Augustana Observer

Augustana Observer

Augustana Observer

Feeling the rhythm with ADAAWE

Ngan Vu
From left to right, The “International Women of the Drum and Voice,” members Phylliss Bailey Brooks, Bridget Graham and Joselyn Wilkinson perform in the Centennial Hall on Oct. 7.

On Saturday Oct. 7, fusion band ADAAWE hit the stage at Augustana with a blend of West African roots, American funk and gospel harmonies. The performance was open to students and their families as well as to the general public. 

ADAAWE’s goal is to inspire and bring positivity to the crowds they perform for, making their music full of meaning so that audiences can not only enjoy the rhythm, but become joyful from it.

Bridget Graham, singer and performer, said there is a lot of meaning behind the music created by the group.

“We are very inspired by music that really has meaning,” Graham said. “There’s so much going on in the world, so we do whatever we can to uplift our audiences.”

The group focuses on bringing unity with music and creating a community within every audience they perform for. 

ADAAWE is a group of all female performers from around the world, including Kenya, Israel, Panama, Morocco and areas across the United States. They have performed in schools as well as different festivals and events all over the country.

“[We meet] through African dancing and drumming communities, different musical groups and church,” Joselyn Wilkinson, vocalist and musician, said. “We’ve become a sisterhood over the years,”

Anindo Marshall, vocal choreographer, educator and dancer, said the group efficiently brings people together.

“We all come from different parts of the world and we want to bring the world together through music,” Marshall said. “We felt that if we were from all different places in the world, we can touch people from all over the world in a positive way.”

The band’s music is created by using a variety of different instruments from both African and Western culture.

Dez Glover, musician and vocalist, said the many instruments they use help to make the vibrant music performance possible. 

“We use drums mainly,” Glover said. “It’s heavily percussion based so we use dunduns and double iron bells quite often.”

The journey to Augustana was made possible by the Quad Cities Arts Center, as they began their performances for the year with ADAAWE. The show at Augustana was the last of a full week touring schools in the Quad Cities area for ADAAWE. 

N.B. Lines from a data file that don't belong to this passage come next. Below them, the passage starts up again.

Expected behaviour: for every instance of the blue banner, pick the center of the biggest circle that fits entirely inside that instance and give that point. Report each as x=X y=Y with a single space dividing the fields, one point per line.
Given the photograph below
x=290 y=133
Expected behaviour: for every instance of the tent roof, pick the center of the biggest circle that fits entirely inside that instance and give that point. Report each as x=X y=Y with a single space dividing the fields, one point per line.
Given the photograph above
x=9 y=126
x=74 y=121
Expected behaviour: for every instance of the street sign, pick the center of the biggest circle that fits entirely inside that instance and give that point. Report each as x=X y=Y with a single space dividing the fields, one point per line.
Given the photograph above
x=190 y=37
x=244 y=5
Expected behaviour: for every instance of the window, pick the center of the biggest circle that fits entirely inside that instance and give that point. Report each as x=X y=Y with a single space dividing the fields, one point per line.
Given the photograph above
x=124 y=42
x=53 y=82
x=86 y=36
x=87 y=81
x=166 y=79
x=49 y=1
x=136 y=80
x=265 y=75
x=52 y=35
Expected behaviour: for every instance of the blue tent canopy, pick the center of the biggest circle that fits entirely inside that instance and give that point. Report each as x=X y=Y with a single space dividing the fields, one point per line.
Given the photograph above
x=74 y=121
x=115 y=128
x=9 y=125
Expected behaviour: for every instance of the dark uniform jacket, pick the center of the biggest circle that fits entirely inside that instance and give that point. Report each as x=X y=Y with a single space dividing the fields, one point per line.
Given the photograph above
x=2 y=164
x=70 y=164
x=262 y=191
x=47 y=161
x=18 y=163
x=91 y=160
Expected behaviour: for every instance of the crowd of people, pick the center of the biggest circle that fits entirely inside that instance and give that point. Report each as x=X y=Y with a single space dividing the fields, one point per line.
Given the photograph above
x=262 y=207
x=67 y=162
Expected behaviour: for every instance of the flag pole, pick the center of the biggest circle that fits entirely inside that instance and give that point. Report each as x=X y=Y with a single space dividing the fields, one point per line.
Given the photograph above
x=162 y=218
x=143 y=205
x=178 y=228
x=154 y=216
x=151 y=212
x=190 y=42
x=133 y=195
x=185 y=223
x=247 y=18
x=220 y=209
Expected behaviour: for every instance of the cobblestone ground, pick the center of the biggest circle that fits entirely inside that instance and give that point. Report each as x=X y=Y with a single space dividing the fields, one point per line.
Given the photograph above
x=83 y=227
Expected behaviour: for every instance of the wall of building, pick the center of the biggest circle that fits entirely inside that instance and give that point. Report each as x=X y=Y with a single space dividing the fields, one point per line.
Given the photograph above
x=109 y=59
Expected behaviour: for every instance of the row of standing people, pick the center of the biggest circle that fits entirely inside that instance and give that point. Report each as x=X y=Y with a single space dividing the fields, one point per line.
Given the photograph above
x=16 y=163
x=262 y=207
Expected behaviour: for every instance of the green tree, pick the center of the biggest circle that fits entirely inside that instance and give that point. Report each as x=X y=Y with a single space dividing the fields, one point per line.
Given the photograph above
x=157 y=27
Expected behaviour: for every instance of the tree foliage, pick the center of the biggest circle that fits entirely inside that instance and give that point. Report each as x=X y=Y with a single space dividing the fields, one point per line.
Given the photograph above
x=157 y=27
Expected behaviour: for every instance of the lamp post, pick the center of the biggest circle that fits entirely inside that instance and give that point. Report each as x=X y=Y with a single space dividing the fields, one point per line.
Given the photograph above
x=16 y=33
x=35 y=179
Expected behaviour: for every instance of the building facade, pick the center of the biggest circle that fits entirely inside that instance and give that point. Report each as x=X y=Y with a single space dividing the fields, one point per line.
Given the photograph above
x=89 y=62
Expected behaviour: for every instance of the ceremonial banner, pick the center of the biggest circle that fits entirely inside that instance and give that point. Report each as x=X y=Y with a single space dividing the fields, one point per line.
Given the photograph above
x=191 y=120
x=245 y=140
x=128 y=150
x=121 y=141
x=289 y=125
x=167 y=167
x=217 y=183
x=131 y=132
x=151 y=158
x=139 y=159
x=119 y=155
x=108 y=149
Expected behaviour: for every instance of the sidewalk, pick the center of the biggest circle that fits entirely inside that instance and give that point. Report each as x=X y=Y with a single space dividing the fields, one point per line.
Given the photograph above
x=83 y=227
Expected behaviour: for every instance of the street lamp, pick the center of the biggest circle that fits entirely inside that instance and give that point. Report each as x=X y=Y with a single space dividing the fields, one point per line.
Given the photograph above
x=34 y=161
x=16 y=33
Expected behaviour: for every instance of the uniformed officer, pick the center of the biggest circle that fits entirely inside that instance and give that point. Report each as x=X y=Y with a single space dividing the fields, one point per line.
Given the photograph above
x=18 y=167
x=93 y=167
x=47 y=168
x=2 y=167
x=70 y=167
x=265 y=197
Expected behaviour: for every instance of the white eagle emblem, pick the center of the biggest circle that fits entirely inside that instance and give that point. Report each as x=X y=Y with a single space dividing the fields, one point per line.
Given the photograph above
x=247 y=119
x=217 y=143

Kevin Maynard, member of the Quad Cities Arts, spoke highly of the group’s shows and their influence on crowds they’ve performed for.

“They engage with the students they perform for, and it’s a lot of energy,” Maynard said. “It just made me so happy and so joyous to hear.” 

The group has worked with nearly 3,800 students over the past week, taking great pride and pleasure in educating them with music and creating harmony between the children. 

“It’s really important for kids to get in touch with rhythm, get in tune with the foundation of music and finding the music inside of them,” Wilkinson said.

Monique Afenjar, vocalist and dancer, said the experience of performing in front of children has been a unique one. 

“They take everything in,” Afenjar said. “They show you that there is so much love and whatever we feed them, they feed it back to us.”

Children throughout the schools have not been the only ones to enjoy the music of ADAAWE, and at the Saturday performance, the floor was alive with energy and joy.

Renee Holloway, First-Year, attended the concert and was moved by the rhythm.

“The music just made you want to dance,” Holloway said. “Just naturally, like without even being pushed. You were dancing in your seat.”